Code takes too long to run, despite small dataset size

We have the following Stan code for our model and it takes quite some time to run (~10 minutes per chain), even though our dataset is small (only around 350 datapoints, 27 dimensions per datapoint). We’re not sure if there’s something wrong with the code, or if there’s any way to speed it up? Also, the MCMC chains are running sequentially, rather than in parallel. How do we make them run in parallel?

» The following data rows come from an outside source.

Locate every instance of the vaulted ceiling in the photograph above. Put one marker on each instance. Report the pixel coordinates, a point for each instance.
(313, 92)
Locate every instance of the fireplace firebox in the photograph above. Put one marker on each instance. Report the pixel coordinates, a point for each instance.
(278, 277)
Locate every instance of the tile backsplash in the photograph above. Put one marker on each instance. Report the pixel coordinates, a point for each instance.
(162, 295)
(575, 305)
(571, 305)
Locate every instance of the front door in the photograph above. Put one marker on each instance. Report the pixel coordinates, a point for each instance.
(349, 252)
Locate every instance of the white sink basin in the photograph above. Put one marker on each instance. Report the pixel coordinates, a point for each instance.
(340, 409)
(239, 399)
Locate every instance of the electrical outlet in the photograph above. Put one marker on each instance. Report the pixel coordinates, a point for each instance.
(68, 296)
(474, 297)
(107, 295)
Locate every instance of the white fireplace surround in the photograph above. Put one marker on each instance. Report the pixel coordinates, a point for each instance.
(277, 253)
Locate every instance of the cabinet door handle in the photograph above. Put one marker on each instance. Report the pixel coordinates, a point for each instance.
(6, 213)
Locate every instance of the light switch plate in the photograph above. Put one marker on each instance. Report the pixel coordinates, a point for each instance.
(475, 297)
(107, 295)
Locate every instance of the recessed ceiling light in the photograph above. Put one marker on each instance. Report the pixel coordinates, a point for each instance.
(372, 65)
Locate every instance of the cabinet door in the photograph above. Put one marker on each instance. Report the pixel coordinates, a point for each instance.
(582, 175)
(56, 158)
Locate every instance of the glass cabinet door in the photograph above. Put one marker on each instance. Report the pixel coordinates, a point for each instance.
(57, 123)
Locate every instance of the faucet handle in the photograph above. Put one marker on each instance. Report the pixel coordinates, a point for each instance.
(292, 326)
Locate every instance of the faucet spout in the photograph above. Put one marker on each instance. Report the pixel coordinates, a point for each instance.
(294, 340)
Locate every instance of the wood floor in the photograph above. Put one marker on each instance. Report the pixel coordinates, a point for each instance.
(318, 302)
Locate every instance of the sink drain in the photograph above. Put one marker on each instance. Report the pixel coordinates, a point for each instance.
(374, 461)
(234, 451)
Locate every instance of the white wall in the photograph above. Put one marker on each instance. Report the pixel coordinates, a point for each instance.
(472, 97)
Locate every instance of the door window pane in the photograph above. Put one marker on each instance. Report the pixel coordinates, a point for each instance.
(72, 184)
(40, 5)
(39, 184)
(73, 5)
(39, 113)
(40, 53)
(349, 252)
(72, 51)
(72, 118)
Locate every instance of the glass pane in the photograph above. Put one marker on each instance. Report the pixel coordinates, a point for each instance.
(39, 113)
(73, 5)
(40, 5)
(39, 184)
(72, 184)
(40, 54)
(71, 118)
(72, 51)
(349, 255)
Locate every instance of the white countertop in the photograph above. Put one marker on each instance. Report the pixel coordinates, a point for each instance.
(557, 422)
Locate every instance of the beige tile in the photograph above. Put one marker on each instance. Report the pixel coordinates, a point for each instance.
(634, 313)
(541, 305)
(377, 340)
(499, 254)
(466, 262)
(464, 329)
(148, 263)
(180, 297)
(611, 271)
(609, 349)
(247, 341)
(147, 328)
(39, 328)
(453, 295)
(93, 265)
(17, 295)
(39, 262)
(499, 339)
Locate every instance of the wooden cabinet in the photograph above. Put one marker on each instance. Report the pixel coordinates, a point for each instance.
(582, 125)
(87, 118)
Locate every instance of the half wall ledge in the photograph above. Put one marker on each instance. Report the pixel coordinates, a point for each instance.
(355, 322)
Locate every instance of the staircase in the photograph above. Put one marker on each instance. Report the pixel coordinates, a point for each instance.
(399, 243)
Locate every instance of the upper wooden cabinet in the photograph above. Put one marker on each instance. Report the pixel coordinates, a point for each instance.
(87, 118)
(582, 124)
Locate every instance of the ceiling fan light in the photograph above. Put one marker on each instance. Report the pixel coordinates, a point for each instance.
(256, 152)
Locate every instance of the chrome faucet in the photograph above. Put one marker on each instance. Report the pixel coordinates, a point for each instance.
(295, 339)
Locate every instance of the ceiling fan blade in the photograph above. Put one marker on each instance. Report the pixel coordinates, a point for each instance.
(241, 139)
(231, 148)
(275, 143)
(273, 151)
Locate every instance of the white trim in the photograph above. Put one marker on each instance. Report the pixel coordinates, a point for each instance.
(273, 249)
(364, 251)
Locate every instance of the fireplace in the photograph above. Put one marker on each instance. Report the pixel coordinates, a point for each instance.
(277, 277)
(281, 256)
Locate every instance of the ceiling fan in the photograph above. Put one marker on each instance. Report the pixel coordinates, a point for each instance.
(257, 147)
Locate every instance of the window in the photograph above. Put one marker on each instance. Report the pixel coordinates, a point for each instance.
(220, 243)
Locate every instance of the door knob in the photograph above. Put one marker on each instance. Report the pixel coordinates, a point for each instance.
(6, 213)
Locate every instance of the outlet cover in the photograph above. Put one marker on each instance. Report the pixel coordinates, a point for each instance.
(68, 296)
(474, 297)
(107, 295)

  logisticRegressionModel <- "
  data {
    int<lower=0> N;   // number of data items
    int<lower=0> K;   // number of predictors
    matrix[N, K] X;   // predictor matrix
    int y[N];      // outcome vector
  }
  parameters {
    real alpha;       // intercept
    vector[K] gamma;
    vector<lower=0>[K] tau;
    vector[K] beta;   // coefficients for predictors
    
  }
  model {
    // Priors:
    gamma ~ normal(0, 5);
    tau ~ cauchy(0, 2.5);
    alpha ~ normal(gamma, tau);
    for (k in 1:K) {
      beta[k] ~ normal(gamma, tau);
    }
    
    // Likelihood
    y ~ bernoulli_logit(alpha + X * beta);
  }
  "

Here’s the output we have:

SAMPLING FOR MODEL ‘1163d39e3fbcff93601a9dc8228bf4e8’ NOW (CHAIN 1).
Chain 1:
Chain 1: Gradient evaluation took 8.2e-05 seconds
Chain 1: 1000 transitions using 10 leapfrog steps per transition would take 0.82 seconds.
Chain 1: Adjust your expectations accordingly!
Chain 1:
Chain 1:
Chain 1: Iteration: 1 / 10000 [ 0%] (Warmup)
Chain 1: Iteration: 1000 / 10000 [ 10%] (Warmup)
Chain 1: Iteration: 2000 / 10000 [ 20%] (Warmup)
Chain 1: Iteration: 3000 / 10000 [ 30%] (Warmup)
Chain 1: Iteration: 4000 / 10000 [ 40%] (Warmup)
Chain 1: Iteration: 5000 / 10000 [ 50%] (Warmup)
Chain 1: Iteration: 5001 / 10000 [ 50%] (Sampling)
Chain 1: Iteration: 6000 / 10000 [ 60%] (Sampling)
Chain 1: Iteration: 7000 / 10000 [ 70%] (Sampling)
Chain 1: Iteration: 8000 / 10000 [ 80%] (Sampling)
Chain 1: Iteration: 9000 / 10000 [ 90%] (Sampling)
Chain 1: Iteration: 10000 / 10000 [100%] (Sampling)
Chain 1:
Chain 1: Elapsed Time: 269.211 seconds (Warm-up)
Chain 1: 279.788 seconds (Sampling)
Chain 1: 548.998 seconds (Total)
Chain 1:

SAMPLING FOR MODEL ‘1163d39e3fbcff93601a9dc8228bf4e8’ NOW (CHAIN 2).
Chain 2:
Chain 2: Gradient evaluation took 7.4e-05 seconds
Chain 2: 1000 transitions using 10 leapfrog steps per transition would take 0.74 seconds.
Chain 2: Adjust your expectations accordingly!
Chain 2:
Chain 2:
Chain 2: Iteration: 1 / 10000 [ 0%] (Warmup)
Chain 2: Iteration: 1000 / 10000 [ 10%] (Warmup)
Chain 2: Iteration: 2000 / 10000 [ 20%] (Warmup)
Chain 2: Iteration: 3000 / 10000 [ 30%] (Warmup)
Chain 2: Iteration: 4000 / 10000 [ 40%] (Warmup)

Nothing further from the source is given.